As a side note, this also explains the somewhat odd reported behaviour in the comments that "if you run it twice, the second time the plot looks OK, although export it and the lines come back" . 作为旁注,这也解释了评论中有些奇怪的报告行为, “如果你运行两次,第二次情节看起来不错,虽然导出它并且线条回来” When lty is not specified in a call to polygon , the default value it uses is lty = par("lty") . 如果在调用polygon未指定lty ,则它使用的默认值为lty = par("lty") Initially, the default par("lty") is a solid line, but after running the riverplot function once, par("lty") gets set to 0 during a call to riverplot:::draw.nodes thus, suppressing the lines when riverplot is run a 2nd time. 最初,默认的par("lty")是一条实线,但是在运行riverplot函数一次之后, par("lty")在调用riverplot:::draw.nodes期间被设置为0,从而抑制行riverplot第二次运行。 But if you then try to export the image, opening a new device resets par("lty") to its default value. 但是,如果您尝试导出图像,则打开新设备会将par("lty")重置为其默认值。

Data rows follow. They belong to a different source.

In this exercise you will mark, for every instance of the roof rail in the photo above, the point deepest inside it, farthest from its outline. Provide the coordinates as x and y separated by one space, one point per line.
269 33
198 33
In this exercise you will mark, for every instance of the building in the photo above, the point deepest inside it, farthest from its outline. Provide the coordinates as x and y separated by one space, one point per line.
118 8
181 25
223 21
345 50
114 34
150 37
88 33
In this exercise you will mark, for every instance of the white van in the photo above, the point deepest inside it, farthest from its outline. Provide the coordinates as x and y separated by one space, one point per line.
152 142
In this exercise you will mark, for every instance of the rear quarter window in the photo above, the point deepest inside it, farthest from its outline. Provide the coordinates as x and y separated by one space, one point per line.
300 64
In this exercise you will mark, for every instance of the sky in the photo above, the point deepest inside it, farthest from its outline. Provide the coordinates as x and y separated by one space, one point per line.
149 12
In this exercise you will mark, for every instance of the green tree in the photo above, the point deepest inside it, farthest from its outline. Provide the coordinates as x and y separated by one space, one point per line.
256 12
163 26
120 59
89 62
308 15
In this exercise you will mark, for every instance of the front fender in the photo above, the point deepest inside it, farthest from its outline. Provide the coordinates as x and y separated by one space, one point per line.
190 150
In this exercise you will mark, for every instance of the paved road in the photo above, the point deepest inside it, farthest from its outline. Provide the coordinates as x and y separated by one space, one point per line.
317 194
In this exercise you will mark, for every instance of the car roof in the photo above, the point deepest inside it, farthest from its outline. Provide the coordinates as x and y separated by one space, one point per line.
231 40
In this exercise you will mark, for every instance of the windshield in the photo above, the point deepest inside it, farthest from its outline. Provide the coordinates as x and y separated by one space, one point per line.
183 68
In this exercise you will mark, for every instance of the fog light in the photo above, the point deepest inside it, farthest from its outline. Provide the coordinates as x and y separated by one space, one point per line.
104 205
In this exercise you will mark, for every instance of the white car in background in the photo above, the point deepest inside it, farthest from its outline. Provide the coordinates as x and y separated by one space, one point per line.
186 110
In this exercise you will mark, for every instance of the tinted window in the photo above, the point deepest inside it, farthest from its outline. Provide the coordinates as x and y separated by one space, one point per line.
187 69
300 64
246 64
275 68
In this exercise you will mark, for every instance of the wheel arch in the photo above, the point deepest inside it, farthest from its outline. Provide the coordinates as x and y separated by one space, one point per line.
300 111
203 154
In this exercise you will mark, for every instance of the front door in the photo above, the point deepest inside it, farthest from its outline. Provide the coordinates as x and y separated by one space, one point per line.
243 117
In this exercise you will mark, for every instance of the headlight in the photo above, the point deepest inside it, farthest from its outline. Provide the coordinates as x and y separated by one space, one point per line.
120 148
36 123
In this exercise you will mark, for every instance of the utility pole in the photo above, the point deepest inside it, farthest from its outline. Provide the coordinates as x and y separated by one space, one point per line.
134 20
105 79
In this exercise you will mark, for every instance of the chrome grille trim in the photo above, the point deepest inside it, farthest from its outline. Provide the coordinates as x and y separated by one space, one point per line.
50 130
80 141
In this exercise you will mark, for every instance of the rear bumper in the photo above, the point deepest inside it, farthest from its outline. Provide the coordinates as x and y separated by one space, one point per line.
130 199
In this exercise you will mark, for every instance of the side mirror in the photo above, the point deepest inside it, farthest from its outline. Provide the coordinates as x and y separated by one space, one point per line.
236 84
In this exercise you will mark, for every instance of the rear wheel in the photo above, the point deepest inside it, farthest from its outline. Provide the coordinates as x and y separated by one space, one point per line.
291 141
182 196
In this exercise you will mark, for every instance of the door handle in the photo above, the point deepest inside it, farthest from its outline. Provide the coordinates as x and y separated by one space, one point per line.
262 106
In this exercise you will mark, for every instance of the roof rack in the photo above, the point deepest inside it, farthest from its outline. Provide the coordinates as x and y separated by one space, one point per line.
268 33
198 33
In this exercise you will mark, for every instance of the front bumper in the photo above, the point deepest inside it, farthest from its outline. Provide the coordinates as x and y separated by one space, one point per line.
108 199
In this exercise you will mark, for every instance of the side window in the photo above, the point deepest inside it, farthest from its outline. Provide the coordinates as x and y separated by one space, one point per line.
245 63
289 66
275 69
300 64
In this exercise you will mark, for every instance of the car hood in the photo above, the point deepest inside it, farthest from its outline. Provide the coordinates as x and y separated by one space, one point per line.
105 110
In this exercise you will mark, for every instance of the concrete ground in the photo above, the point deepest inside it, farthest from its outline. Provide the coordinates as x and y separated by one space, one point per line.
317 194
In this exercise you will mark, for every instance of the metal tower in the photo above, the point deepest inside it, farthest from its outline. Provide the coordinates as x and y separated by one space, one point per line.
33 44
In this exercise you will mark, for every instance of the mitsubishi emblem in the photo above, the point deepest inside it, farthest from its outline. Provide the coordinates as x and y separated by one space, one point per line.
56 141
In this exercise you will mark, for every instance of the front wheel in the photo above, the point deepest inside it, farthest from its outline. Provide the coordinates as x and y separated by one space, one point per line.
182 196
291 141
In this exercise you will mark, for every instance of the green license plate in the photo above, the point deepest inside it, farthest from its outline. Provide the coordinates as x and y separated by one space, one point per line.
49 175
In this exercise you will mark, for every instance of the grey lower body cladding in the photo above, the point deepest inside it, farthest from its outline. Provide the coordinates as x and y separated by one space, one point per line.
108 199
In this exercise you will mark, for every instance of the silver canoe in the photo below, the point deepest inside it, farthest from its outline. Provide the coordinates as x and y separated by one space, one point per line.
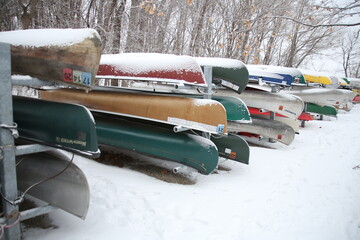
267 128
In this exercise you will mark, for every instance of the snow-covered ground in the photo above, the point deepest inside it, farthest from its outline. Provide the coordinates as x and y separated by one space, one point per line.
309 190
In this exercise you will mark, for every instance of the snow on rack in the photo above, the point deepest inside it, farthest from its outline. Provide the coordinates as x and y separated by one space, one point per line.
220 62
138 63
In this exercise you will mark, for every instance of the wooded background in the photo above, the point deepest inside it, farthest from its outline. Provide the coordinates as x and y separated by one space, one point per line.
275 32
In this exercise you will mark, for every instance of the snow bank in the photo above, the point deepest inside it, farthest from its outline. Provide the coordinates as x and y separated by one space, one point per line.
47 37
308 190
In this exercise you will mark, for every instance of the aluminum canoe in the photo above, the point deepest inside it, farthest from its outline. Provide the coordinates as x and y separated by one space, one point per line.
68 191
68 56
285 104
230 73
325 97
322 110
265 127
60 125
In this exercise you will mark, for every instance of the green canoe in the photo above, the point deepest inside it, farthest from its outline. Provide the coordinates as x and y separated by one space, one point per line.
141 136
61 125
232 147
230 73
323 110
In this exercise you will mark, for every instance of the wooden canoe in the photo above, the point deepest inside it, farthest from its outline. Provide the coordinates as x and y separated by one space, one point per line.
68 191
68 56
284 104
60 125
236 109
264 127
230 73
143 137
200 114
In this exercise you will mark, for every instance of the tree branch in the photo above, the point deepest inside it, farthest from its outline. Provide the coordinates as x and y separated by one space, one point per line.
317 25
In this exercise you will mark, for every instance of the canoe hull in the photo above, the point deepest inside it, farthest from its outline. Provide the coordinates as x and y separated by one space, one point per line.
199 114
61 125
74 63
284 104
139 136
232 147
68 191
268 128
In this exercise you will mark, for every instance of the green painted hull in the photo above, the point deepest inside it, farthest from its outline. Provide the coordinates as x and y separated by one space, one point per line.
61 125
236 109
140 136
323 110
232 147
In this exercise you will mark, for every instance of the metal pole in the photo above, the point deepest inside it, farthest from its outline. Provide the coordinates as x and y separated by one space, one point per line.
7 148
207 95
272 114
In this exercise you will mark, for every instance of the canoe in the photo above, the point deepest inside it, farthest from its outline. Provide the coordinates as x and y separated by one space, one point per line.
143 137
316 77
68 56
232 147
68 191
295 74
230 73
60 125
284 104
324 97
165 69
293 123
200 114
264 127
322 110
236 109
257 111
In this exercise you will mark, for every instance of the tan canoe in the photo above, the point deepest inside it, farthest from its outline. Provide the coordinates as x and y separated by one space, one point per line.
69 56
199 114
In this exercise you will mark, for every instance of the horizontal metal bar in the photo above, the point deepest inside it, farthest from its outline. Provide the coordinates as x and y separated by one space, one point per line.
29 81
34 212
31 148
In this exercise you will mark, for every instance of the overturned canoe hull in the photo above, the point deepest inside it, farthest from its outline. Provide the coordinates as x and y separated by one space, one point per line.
61 125
325 97
146 67
268 128
68 191
140 136
69 56
284 104
232 147
200 114
230 73
322 110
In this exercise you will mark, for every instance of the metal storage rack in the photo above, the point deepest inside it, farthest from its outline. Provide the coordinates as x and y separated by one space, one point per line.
10 222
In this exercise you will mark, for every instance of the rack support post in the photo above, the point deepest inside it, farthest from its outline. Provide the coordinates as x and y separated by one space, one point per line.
8 179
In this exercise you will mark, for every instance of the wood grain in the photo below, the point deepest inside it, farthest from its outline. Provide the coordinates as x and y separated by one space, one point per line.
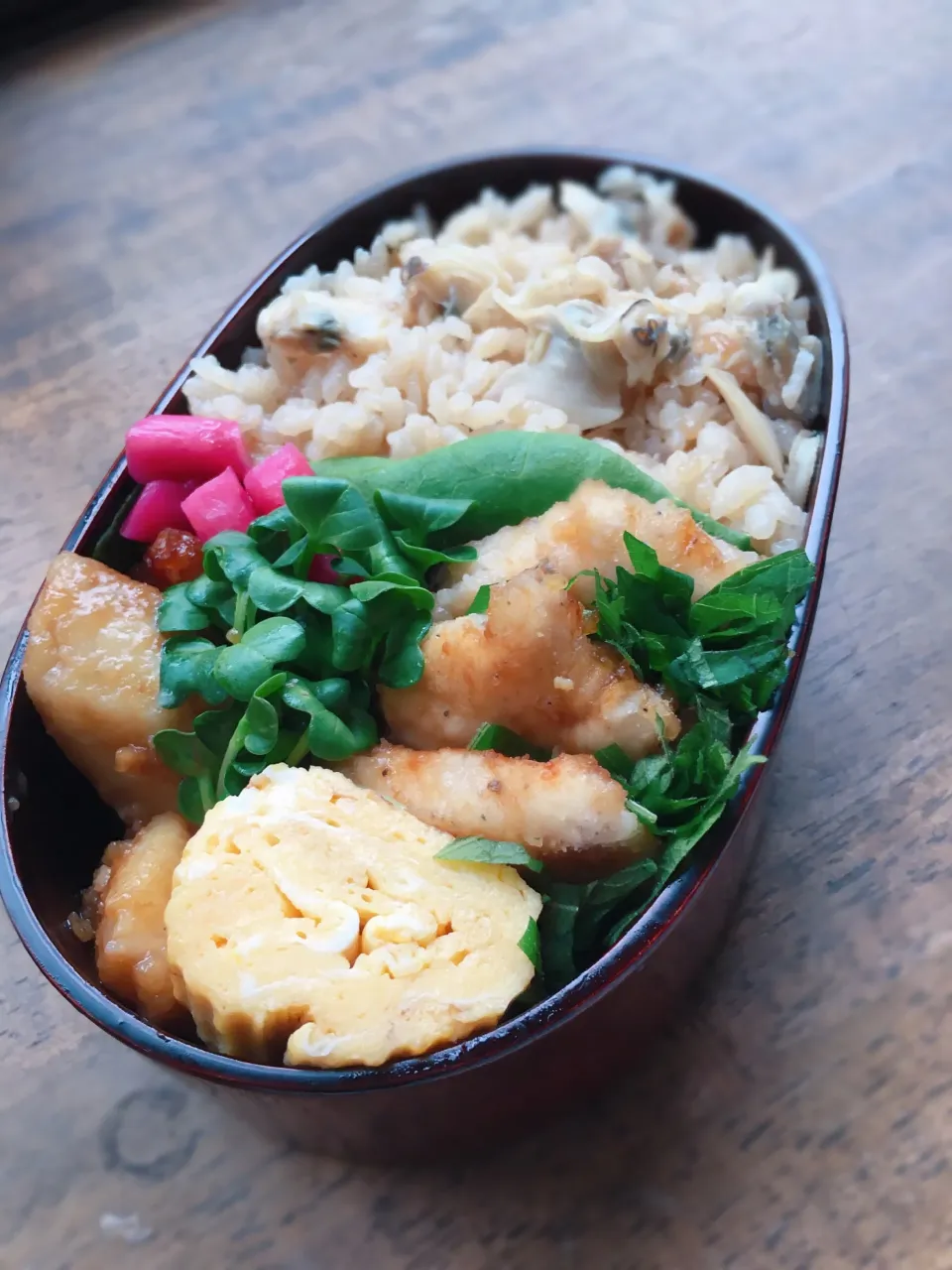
801 1115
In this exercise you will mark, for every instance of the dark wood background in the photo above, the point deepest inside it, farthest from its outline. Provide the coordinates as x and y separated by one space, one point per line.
801 1115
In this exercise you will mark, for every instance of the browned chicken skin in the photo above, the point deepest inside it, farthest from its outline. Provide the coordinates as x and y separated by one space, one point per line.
529 665
569 812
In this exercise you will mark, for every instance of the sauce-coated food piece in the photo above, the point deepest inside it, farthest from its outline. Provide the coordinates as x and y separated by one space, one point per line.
569 812
529 665
91 671
588 532
128 896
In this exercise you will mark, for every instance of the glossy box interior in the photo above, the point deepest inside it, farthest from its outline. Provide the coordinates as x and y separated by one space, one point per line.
55 828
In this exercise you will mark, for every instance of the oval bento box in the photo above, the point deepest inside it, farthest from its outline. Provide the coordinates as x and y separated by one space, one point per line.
494 1084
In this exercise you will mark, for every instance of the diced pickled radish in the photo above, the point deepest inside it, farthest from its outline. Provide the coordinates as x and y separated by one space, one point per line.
220 504
263 483
184 447
158 507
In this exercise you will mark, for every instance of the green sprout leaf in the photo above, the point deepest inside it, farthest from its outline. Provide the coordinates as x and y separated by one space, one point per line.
488 851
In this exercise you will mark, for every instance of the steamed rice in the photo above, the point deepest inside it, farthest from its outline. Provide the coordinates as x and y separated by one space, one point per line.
588 313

An alternative way to update the function with this edit is to use assignInNamespace to overwrite the package function with your own version. 使用此编辑更新函数的另一种方法是使用assignInNamespace用您自己的版本覆盖包函数。 Like this: 像这样:

curveseg.new = function (x0, x1, y0, y1, width = 1, nsteps = 50, col = "#ffcc0066", 
          grad = NULL, lty = 1, form = c("sin", "line")) 
{
  w <- width
  if (!is.null(grad)) {
    grad <- colorRampPaletteAlpha(grad)(nsteps)
  }
  else {
    grad <- rep(col, nsteps)
  }
  form <- match.arg(form, c("sin", "line"))
  if (form == "sin") {
    xx <- seq(-pi/2, pi/2, length.out = nsteps)
    yy <- y0 + (y1 - y0) * (sin(xx) + 1)/2
    xx <- seq(x0, x1, length.out = nsteps)
  }
  if (form == "line") {
    xx <- seq(x0, x1, length.out = nsteps)
    yy <- seq(y0, y1, length.out = nsteps)
  }
  for (i in 1:(nsteps - 1)) {
    polygon(c(xx[i], xx[i + 1], xx[i + 1], xx[i]), 
            c(yy[i], yy[i + 1], yy[i + 1] + w, yy[i] + w), 
            col = grad[i], border = grad[i], lty=0)
    lines(c(xx[i], xx[i + 1]), c(yy[i], yy[i + 1]), lty = lty)
    lines(c(xx[i], xx[i + 1]), c(yy[i] + w, yy[i + 1] + w), lty = lty)
  }
}

assignInNamespace('curveseg', curveseg.new, 'riverplot', pos = -1, envir = as.environment(pos))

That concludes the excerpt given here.